Pensez-vous, personnellement, que dans tel quartier, il y a vraiment une
forte demande sans réponse? Ma foi lancez-vous! Plutôt que
de demander que d'autres résolvent le problème à votre
place, qui plus est avec de l'argent prélevé de force sur
autrui – ce qui est l'attitude passive d'un esclave ou l'attitude active
d'un tyran –, prenez vos responsabilités! Mettez vos actes en accord
avec vos paroles! Appuyez vos affirmations putatives par des actions effectives(3).
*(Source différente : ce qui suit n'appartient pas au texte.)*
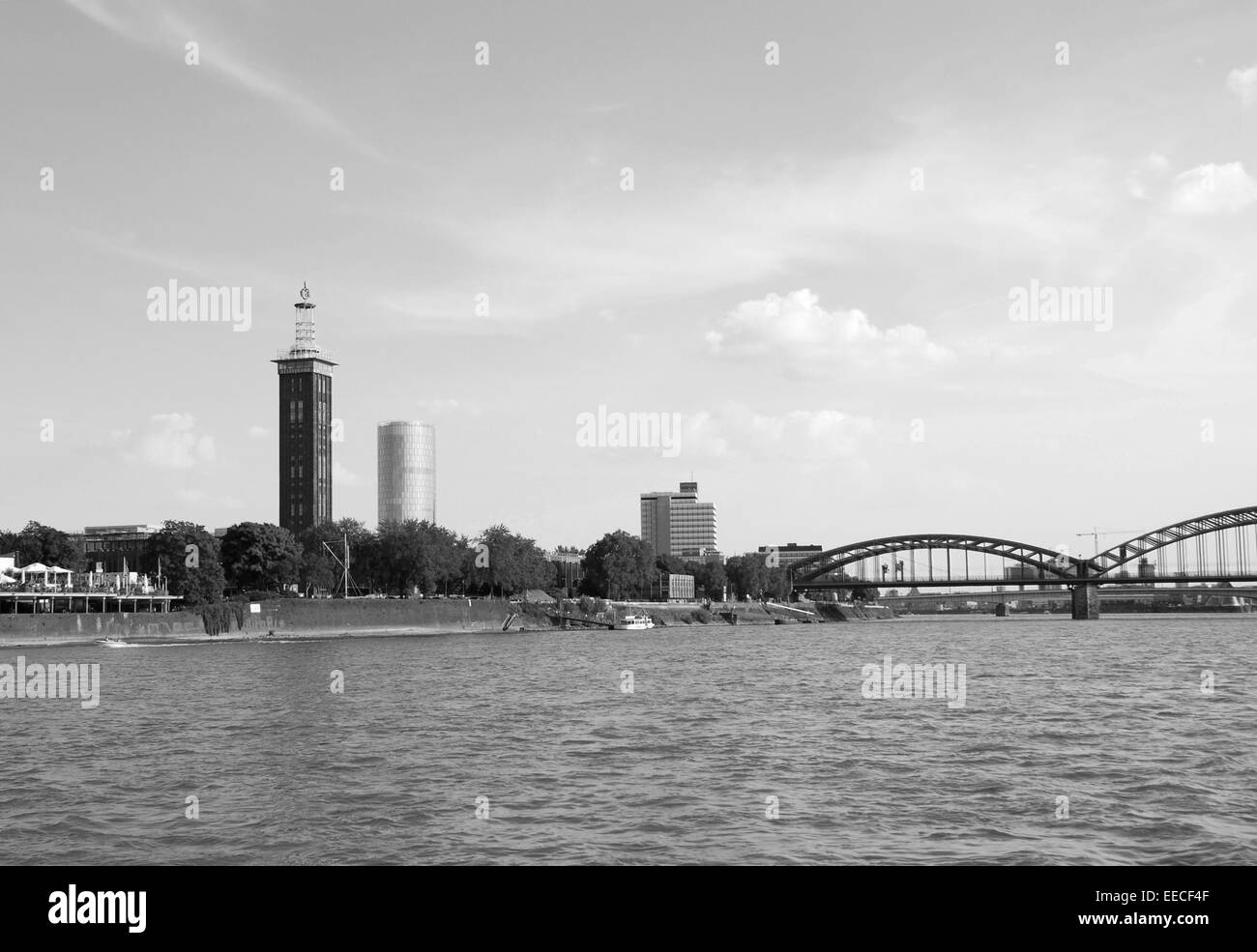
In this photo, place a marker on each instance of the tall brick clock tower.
(305, 426)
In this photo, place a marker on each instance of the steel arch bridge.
(1042, 565)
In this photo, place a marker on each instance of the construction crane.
(1096, 533)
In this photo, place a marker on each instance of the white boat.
(629, 623)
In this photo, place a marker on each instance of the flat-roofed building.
(118, 548)
(678, 524)
(788, 554)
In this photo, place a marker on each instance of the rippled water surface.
(1109, 713)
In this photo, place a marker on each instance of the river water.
(723, 728)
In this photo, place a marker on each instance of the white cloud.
(171, 441)
(799, 436)
(139, 24)
(1243, 83)
(796, 331)
(1210, 188)
(1152, 166)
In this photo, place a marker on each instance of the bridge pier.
(1086, 602)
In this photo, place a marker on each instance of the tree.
(318, 569)
(397, 559)
(503, 563)
(260, 557)
(617, 565)
(709, 578)
(11, 543)
(196, 574)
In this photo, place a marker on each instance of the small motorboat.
(631, 623)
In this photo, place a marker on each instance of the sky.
(807, 235)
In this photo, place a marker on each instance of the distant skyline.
(815, 274)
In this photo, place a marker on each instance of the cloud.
(1243, 83)
(141, 25)
(736, 432)
(1210, 188)
(171, 441)
(796, 331)
(1152, 166)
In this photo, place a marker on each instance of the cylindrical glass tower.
(406, 471)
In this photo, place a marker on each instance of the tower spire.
(305, 340)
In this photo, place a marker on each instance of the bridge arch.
(1052, 564)
(1125, 553)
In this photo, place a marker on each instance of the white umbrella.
(36, 566)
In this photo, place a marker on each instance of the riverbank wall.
(332, 618)
(288, 618)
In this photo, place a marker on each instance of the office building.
(788, 554)
(678, 524)
(406, 471)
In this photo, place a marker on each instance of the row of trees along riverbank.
(401, 558)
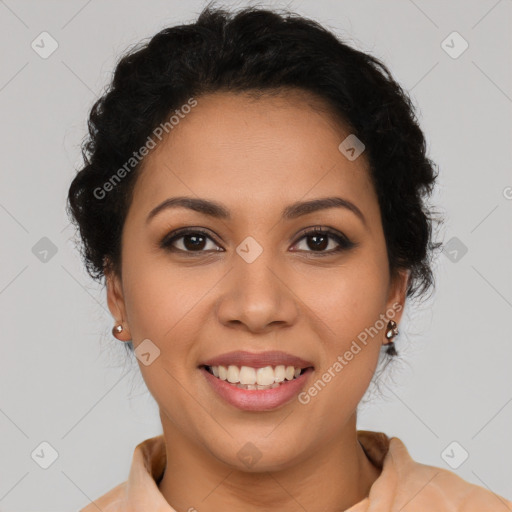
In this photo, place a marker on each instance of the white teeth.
(247, 375)
(233, 373)
(223, 372)
(265, 376)
(289, 372)
(252, 378)
(279, 373)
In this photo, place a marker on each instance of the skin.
(256, 156)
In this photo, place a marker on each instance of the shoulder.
(420, 487)
(109, 502)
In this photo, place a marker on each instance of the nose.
(257, 296)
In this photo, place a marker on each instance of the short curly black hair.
(259, 51)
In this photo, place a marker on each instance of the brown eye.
(188, 240)
(318, 240)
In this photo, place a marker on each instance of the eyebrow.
(293, 211)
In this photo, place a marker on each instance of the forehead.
(254, 151)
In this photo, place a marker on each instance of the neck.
(333, 477)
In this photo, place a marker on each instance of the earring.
(391, 332)
(117, 329)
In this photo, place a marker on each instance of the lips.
(257, 360)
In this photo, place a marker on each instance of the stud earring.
(117, 329)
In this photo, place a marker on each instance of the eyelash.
(343, 242)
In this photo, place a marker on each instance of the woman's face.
(254, 280)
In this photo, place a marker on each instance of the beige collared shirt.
(403, 485)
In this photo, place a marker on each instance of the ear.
(116, 303)
(397, 295)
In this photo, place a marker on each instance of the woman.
(254, 195)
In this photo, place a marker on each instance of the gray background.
(65, 380)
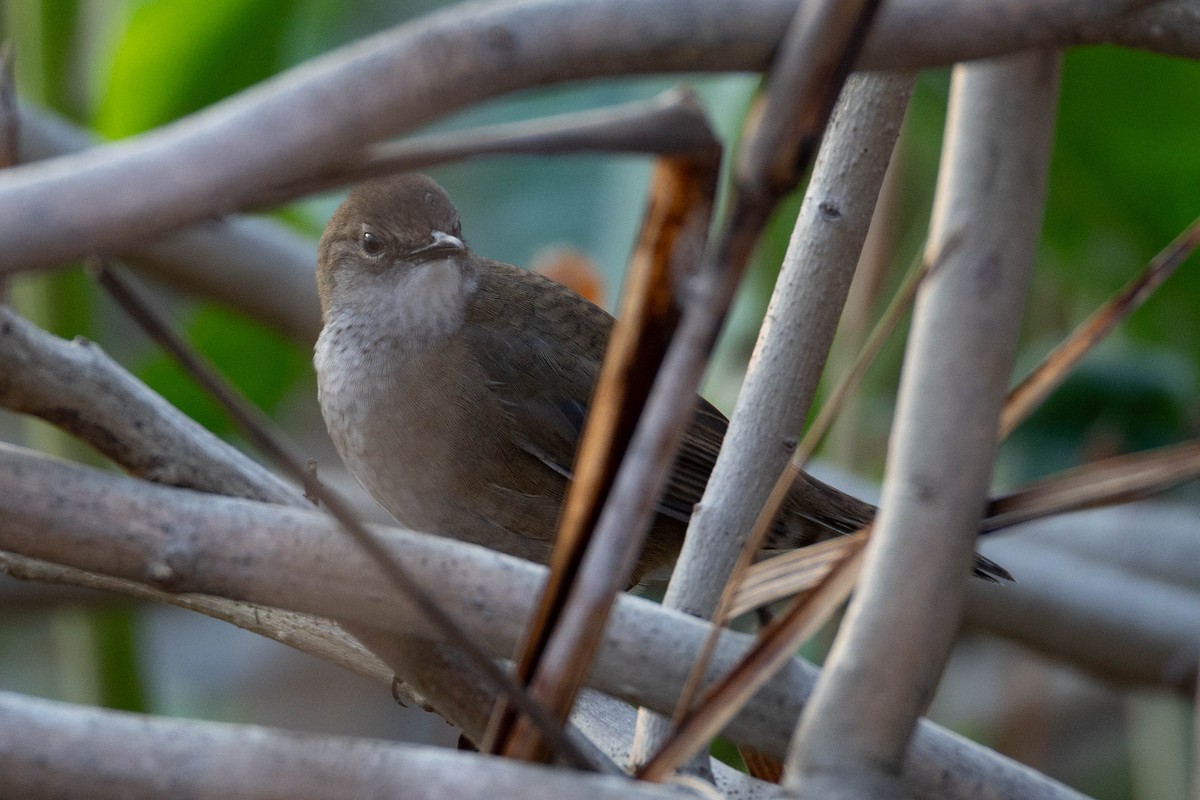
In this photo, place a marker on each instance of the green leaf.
(179, 55)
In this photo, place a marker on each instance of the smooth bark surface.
(901, 623)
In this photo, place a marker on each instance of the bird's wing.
(545, 384)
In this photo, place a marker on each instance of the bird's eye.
(371, 244)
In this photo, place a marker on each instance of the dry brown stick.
(10, 122)
(1121, 479)
(772, 649)
(805, 82)
(675, 227)
(1026, 396)
(256, 428)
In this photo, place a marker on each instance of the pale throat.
(424, 302)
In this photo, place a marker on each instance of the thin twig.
(255, 426)
(1121, 479)
(675, 227)
(671, 124)
(1026, 396)
(732, 601)
(771, 650)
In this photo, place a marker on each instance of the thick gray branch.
(792, 344)
(301, 121)
(187, 541)
(76, 386)
(54, 751)
(904, 618)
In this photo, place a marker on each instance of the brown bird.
(455, 388)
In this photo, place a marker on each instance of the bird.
(455, 388)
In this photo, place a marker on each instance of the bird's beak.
(442, 244)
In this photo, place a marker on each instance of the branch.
(1110, 590)
(903, 620)
(76, 386)
(186, 541)
(151, 757)
(312, 635)
(792, 346)
(299, 122)
(228, 259)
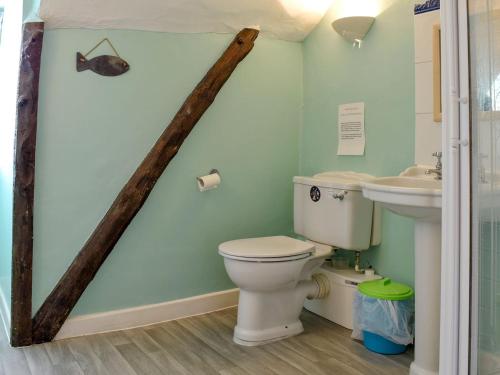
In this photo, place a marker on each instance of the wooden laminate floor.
(202, 345)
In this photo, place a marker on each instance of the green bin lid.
(386, 289)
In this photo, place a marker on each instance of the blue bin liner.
(393, 320)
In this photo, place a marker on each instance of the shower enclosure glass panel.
(484, 47)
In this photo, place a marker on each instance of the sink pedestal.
(427, 296)
(414, 195)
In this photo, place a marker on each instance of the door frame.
(456, 214)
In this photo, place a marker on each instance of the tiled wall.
(427, 132)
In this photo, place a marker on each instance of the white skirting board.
(147, 314)
(4, 314)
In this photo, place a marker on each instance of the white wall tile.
(423, 88)
(427, 139)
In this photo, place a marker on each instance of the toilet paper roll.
(208, 182)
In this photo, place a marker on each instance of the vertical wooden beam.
(56, 308)
(24, 183)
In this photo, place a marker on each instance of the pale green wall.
(381, 74)
(9, 68)
(93, 131)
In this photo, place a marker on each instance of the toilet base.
(265, 336)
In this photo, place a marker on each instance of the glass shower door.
(484, 47)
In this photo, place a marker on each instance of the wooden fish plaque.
(105, 65)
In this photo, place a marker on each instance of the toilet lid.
(266, 247)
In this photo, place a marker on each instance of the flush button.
(315, 193)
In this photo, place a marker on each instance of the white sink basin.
(417, 197)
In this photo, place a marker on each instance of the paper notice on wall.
(351, 128)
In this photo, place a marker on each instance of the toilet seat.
(267, 249)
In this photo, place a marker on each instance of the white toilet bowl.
(274, 275)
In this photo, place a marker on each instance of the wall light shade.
(353, 29)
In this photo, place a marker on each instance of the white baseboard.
(4, 314)
(148, 314)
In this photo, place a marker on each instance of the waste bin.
(384, 316)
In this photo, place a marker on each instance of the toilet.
(276, 274)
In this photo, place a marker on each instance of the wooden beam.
(24, 183)
(54, 311)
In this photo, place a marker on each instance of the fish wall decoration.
(105, 65)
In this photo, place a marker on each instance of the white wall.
(427, 132)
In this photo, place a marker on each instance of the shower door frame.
(455, 353)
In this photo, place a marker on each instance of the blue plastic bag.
(393, 320)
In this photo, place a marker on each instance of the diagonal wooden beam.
(56, 308)
(24, 183)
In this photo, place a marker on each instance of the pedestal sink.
(416, 195)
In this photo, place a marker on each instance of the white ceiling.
(283, 19)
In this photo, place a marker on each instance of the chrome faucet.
(438, 171)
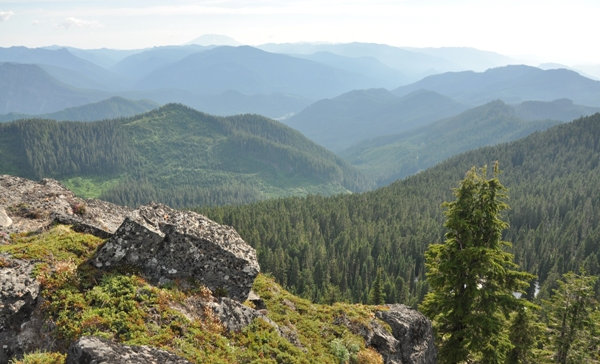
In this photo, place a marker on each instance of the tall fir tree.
(472, 279)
Si, le premier, vous réagissez et faites une offre qui réponde
à la demande, votre entreprise sera couronnée de succès,
et cette réussite sera à la fois la reconnaissance de votre
talent d'entrepreneur, la récompense des services rendus à
tous vos clients, un encouragement à continuer, et la mise à
votre disposition de ressources pour exercer davantage votre talent, ici
ou ailleurs. Si au contraire, vous n'étiez qu'un arrogant affabulateur,
vous ferez faillite, et cette faillite sera à la fois le témoin
de votre erreur, l'assurance que vous n'aurez plus les moyens de mettre
votre bêtise à l'oeuvre, et une désincitation à
imiter votre erreur pour tous vos émules potentiels. Et si votre
faillite était due à l'influence de mauvaises idées
ou pratiques qui n'excluent pas que vous ayez eu quelques bonnes idées
ou pratiques dans le lot, ma foi, d'autres que vous seront libres de suivre
votre exemple sur les points qu'ils croient bons en changeant ceux qu'ils
croient mauvais; et vous-mêmes serez libre de trouver de nouveaux
investisseurs pour une nouvelle entreprise amendée, si vous savez
les convaincre. Avec un peu de chance, les pertes financières vous
seront une sonnette d'alarme et vous permettront de vous corriger avant
la sanction finale de la faillite.
Ainsi, en l'absence d'un monopole ou de réglementations élevant
une barrière à l'entrée du marché, il n'y a
que des lâches et des hypocrites pour prétendre qu'une demande
n'est pas satisfaite. Si vous avez le courage d'une opinion sincère,
lancez-vous! Le marché libre n'est pas, comme l'État chéri
de vos fantasmes, une divinité supérieure de laquelle on
doit attendre passivement le salut: vous faites partie de ce marché
libre: si vous voyez mieux que les autres une opportunité, c'est
à vous et à nul autre de la saisir(4);
et si vous ressentez plus que les autres un besoin, c'est à vous
de rendre attrayante l'entreprise de le satisfaire. Et plus la demande
est « criante » et plus la solution est «
évidente », qui plus est « pour
tout le monde », plus vous êtes un lâche,
un hypocrite ou un affabulateur de le prétendre et de ne pas vous
lancer dans l'entreprise d'y répondre.
« En l'absence d'un monopole ou de réglementations élevant
une barrière à l'entrée du marché, il n'y a
que des lâches et des hypocrites pour prétendre qu'une demande
n'est pas satisfaite. Si vous avez le courage d'une opinion sincère,
lancez-vous! Le marché libre n'est pas, comme l'État chéri
de vos fantasmes, une divinité supérieure de laquelle attendre
passivement le salut. » |
|
Et si « vous n'avez pas le temps » car votre activité
actuelle est tellement plus productive et plus sûre pour vous-même
que celle dont vous vous faites le chantre, eh bien engagez les ressources
que vous gagnez par ailleurs pour les investir dans cette autre activité
que vous prétendez si utile(5);
si comme vous le prétendez tant d'autres personnes ressentent le
même besoin que vous, vous n'aurez aucun mal à susciter un
fournisseur à votre besoin commun. À défaut de trouver
un entrepreneur parmi vous, recrutez-en un. Et s'il faut pour cela fournir
des garanties d'investissement à un entrepreneur potentiel, déposez
vos fonds et promesses de fonds chez un notaire, avec engagement de les
investir ou de les dépenser auprès d'un fournisseur qui satisferait
à vos critères, en agréant un juge réputé
impartial pour tout litige à ce sujet; si vous collectez assez de
fonds assortis de conditions raisonnables, il se trouvera bien quelqu'un
pour relever le défi; dans le cas contraire, ce sera la preuve que
votre évaluation était erronée, que la valeur accordée
par vous et ceux qui ressentent ce « besoin »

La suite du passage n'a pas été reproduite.